Yaptığı keşiflerin hepsi birer efsaneye dönüştü; macera denince akıllara ilk önce onun adı geldi: Indiana Jones.
Kamçısını elinden düşürmeyen, sağlam yumruklarıyla vurdu mu deviren, yılanlardan nefret eden, dünyayı dolaşan, fötr şapkalı, efsanevi arkeolog Indiana Jones, 19 yıl aradan sonra en yeni macerası “Indiana Jones and the Kingdom of the Crystal Skull / Indiana Jones ve Kristal Kafatası Krallığı” ile 23 Mayıs’ta sinemaseverleri bir kez daha fethetmeye hazır…
Filmin yönetmenliğini Steven Spielberg üstlendi. Senaryosunu, George Lucas ile Jeff Nathanson’un geliştirdiği öyküden yola çıkarak David Koepp yazdı. Yapımcılığını Frank Marshall’ın gerçekleştirdiği filmin başrollerinde Harrison Ford, Cate Blanchett, Karen Allen, Ray Winstone, John Hurt, Jim Broadbent ve Shia LaBeouf kamera karşısına geçtiler.
Indiana Jones’un yeni macerası, Soğuk Savaş’ın zirve yaptığı 1957 yılında Güneybatı çölünde başlıyor. Indiana Jones (Harrison Ford) ve ayrılmaz dostu Mac (Ray Winstone), uzak bir havaalanında Sovyet ajanlarının eline geçmekten son anda kılpayı kurtulmuşlardır.

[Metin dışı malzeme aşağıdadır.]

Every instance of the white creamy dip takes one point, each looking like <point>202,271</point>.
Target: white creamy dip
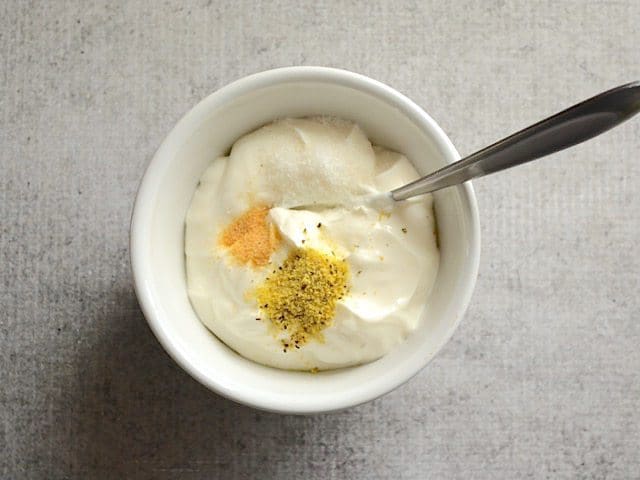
<point>392,255</point>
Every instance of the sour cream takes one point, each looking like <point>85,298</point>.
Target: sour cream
<point>391,253</point>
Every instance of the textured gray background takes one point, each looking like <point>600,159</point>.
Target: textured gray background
<point>542,380</point>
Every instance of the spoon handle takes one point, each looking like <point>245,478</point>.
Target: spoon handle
<point>563,130</point>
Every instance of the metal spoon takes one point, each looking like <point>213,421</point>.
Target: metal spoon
<point>563,130</point>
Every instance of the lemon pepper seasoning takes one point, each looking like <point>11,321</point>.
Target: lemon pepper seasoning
<point>300,298</point>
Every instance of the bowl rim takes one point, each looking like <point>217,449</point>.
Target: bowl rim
<point>143,211</point>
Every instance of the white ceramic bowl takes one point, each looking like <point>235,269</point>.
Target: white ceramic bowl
<point>209,130</point>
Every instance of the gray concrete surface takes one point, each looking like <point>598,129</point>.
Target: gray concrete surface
<point>542,380</point>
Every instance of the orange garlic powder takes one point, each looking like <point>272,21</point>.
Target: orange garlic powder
<point>250,238</point>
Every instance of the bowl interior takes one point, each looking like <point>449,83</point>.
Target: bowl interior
<point>208,131</point>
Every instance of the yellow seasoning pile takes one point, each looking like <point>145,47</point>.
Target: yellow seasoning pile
<point>299,297</point>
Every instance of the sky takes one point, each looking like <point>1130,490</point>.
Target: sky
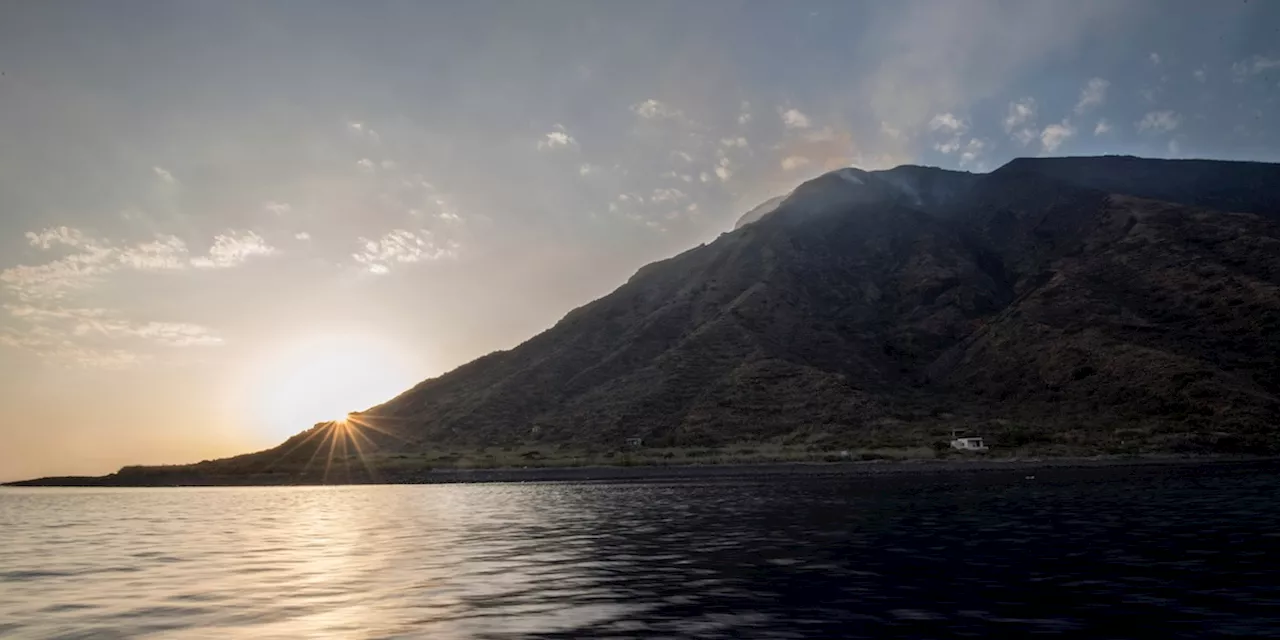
<point>223,222</point>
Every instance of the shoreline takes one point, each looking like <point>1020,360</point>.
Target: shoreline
<point>654,472</point>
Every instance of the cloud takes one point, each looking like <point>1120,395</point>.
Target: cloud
<point>402,246</point>
<point>792,163</point>
<point>1055,135</point>
<point>955,128</point>
<point>795,119</point>
<point>278,208</point>
<point>1159,122</point>
<point>54,236</point>
<point>973,152</point>
<point>58,348</point>
<point>164,174</point>
<point>170,334</point>
<point>76,336</point>
<point>1243,69</point>
<point>364,131</point>
<point>654,109</point>
<point>1092,95</point>
<point>556,138</point>
<point>947,123</point>
<point>167,252</point>
<point>1020,120</point>
<point>233,248</point>
<point>947,56</point>
<point>950,146</point>
<point>667,195</point>
<point>723,172</point>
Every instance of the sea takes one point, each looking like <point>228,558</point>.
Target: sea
<point>1162,551</point>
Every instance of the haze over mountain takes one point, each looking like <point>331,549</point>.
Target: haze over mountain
<point>1046,304</point>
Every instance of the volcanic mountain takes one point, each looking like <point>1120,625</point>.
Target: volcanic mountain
<point>1072,304</point>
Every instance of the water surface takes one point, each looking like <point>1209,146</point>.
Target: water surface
<point>1119,552</point>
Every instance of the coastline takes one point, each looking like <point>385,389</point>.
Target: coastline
<point>656,472</point>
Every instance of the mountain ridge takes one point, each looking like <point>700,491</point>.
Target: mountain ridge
<point>1052,304</point>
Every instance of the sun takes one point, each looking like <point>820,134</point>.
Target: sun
<point>324,378</point>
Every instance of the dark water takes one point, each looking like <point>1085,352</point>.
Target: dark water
<point>1170,552</point>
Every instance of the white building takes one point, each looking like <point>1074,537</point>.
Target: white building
<point>969,444</point>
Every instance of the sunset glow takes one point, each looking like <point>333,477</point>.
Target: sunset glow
<point>323,379</point>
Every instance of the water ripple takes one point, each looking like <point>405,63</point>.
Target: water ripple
<point>1170,552</point>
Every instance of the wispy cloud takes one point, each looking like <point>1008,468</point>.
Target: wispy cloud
<point>947,123</point>
<point>1020,120</point>
<point>795,119</point>
<point>1159,122</point>
<point>164,174</point>
<point>364,131</point>
<point>54,236</point>
<point>654,109</point>
<point>402,246</point>
<point>792,163</point>
<point>722,169</point>
<point>232,248</point>
<point>1244,69</point>
<point>277,208</point>
<point>1092,95</point>
<point>1055,135</point>
<point>165,252</point>
<point>972,154</point>
<point>556,138</point>
<point>90,337</point>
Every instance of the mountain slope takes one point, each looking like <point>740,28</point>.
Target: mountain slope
<point>1051,304</point>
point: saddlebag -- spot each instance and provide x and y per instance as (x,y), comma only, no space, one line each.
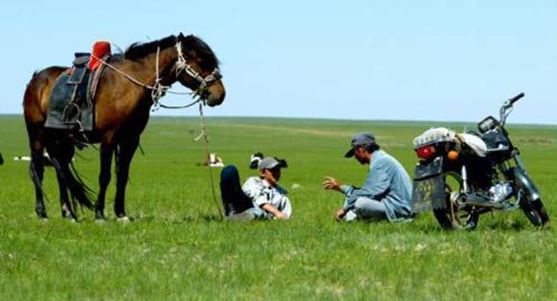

Profesör Jones artık Marshall Koleji’ndeki yuvasına geri dönmüştür. Ancak karşılaştığı tablo hiç de iç açıcı değildir. Kolejin dekanı olan yakın dostu (Jim Broadbent), Indy’nin faaliyetlerinin onu kuşku odağı haline getirdiğini, üniversiteden kovulması için hükümet yetkililerinin kendilerine baskı yaptığını açıklar.
Şehir dışına çıkan Indiana Jones, isyankar ruhlu bir genç adam Mutt (Shia LaBeouf) ile tanışır. Bu genç adam, maceraperest bir arkeolog olmanın gerektirdiği bütün özellikleri taşımaktadır. Mutt’a kişisel sorunlarını aşması konusunda yardım etmeye karar verir.
Bu gençle işbirliği yaptığı takdirde tarihin en görkemli arkeolojik keşiflerinden birisini ortaya çıkarabilecek; cazibenin, batıl inanışların ve korkunun efsanevi objesi olan Akator’un Kristal Kafatası’nı bulabilecektir...
Filmin Türkçe dublajında Harrison Ford’u Tamer Karadağlı seslendirdi.